Os gramados dos estádios pelo mundo costumam ser palco de momentos memoráveis do futebol. O elástico de Rivellino, a bicicleta do Cristiano Ronaldo, os
dribles de Ronaldinho, as arrancadas geniais de Maradona, os milagres de Pelé e muitos outros lances que já trouxeram alegria a milhões de torcedores.

Há 95 anos, destacava-se o pioneirismo do Vasco e seus Camisas Negras, campeões com negros e operários no elenco. Era o primeiro passo na luta contra o racismo no futebol. Infelizmente, as infelizes páginas do preconceito e da intolerância ainda não foram viradas.
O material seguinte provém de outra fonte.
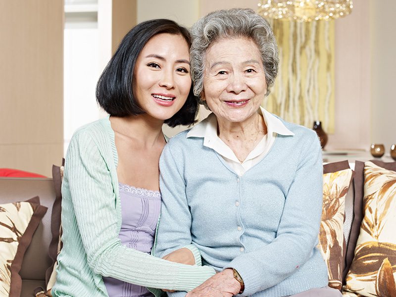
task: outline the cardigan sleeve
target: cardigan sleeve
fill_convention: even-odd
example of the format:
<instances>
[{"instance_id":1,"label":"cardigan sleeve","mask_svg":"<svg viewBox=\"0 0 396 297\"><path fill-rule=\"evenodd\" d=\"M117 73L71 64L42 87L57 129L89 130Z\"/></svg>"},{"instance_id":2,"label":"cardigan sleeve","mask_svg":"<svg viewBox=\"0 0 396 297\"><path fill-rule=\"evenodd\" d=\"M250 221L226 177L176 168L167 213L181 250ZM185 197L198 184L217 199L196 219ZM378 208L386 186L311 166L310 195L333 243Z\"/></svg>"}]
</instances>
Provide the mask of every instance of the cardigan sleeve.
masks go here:
<instances>
[{"instance_id":1,"label":"cardigan sleeve","mask_svg":"<svg viewBox=\"0 0 396 297\"><path fill-rule=\"evenodd\" d=\"M65 176L76 223L93 271L140 286L190 291L214 274L207 266L171 262L122 246L118 238L115 194L102 152L89 132L72 139Z\"/></svg>"},{"instance_id":2,"label":"cardigan sleeve","mask_svg":"<svg viewBox=\"0 0 396 297\"><path fill-rule=\"evenodd\" d=\"M312 254L319 234L323 199L321 149L313 134L300 153L276 238L261 248L241 254L224 267L235 268L244 280L245 289L241 296L280 283Z\"/></svg>"},{"instance_id":3,"label":"cardigan sleeve","mask_svg":"<svg viewBox=\"0 0 396 297\"><path fill-rule=\"evenodd\" d=\"M186 184L181 172L182 169L178 167L170 147L169 145L165 146L159 160L162 204L155 253L157 256L162 257L181 248L187 248L194 255L196 264L199 265L200 254L192 243L191 238L191 213L187 203ZM213 271L214 274L214 270Z\"/></svg>"}]
</instances>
Na última semana, o noticiário esportivos foi
tomado por casos de preconceito racial ao redor do globo.

O choro dos brasileiros Taison e Dentinho, do Shaktar Donestk, após verem boa parte da torcida do Dínamo Kiev fazendo som de macaco na direção deles comoveu o mundo. Nitidamente ofendido, Taison respondeu apontando o dedo médio e chutando uma bola na direção dos criminosos. O brasileiro foi expulso pelo ato. O caso foi chocante, mas não é novidade na Europa.

Neste mesmo ano, o atacante belga Romelu Lukaku, da Inter de Milão, sofreu com ofensas racistas em campo e fora dele, quando imitaram um macaco e quando um comentarista italiano disse que a única forma de pará-lo seria jogando bananas. O caso de Lukaku é ainda mais doloroso porque uma torcida organizada do seu próprio time fez uma carta pedindo ao jogador para entender que imitar macacos em direção a jogadores negros é parte da cultura italiana.

IMPUNIDADE
Essa série de absurdos não rendeu qualquer tipo de punição severa aos clubes por parte da Federação Italiana e muito menos da Uefa. Não adianta estender faixa contra o racismo e tratar o crime com a mesma intensidade de um erro de arbitragem.

No Brasil, a situação foi ainda mais dramática. No Mineirão, em pleno mês da consciência negra, dois torcedores do Atlético Mineiro cometeram injúrias raciais contra um dos seguranças que tentava conter a confusão entre as torcidas do Galo e do Cruzeiro. Carioca que reside em Minas desde 2012, o segurança
Fábio Coutinho teve que ouvir os autores do crime gritarem palavras de ódio e falarem: “olha a sua cor, olha a sua cor”. Em uma tentativa de reduzi-lo como pessoa, como se ele fosse menos por ser negro.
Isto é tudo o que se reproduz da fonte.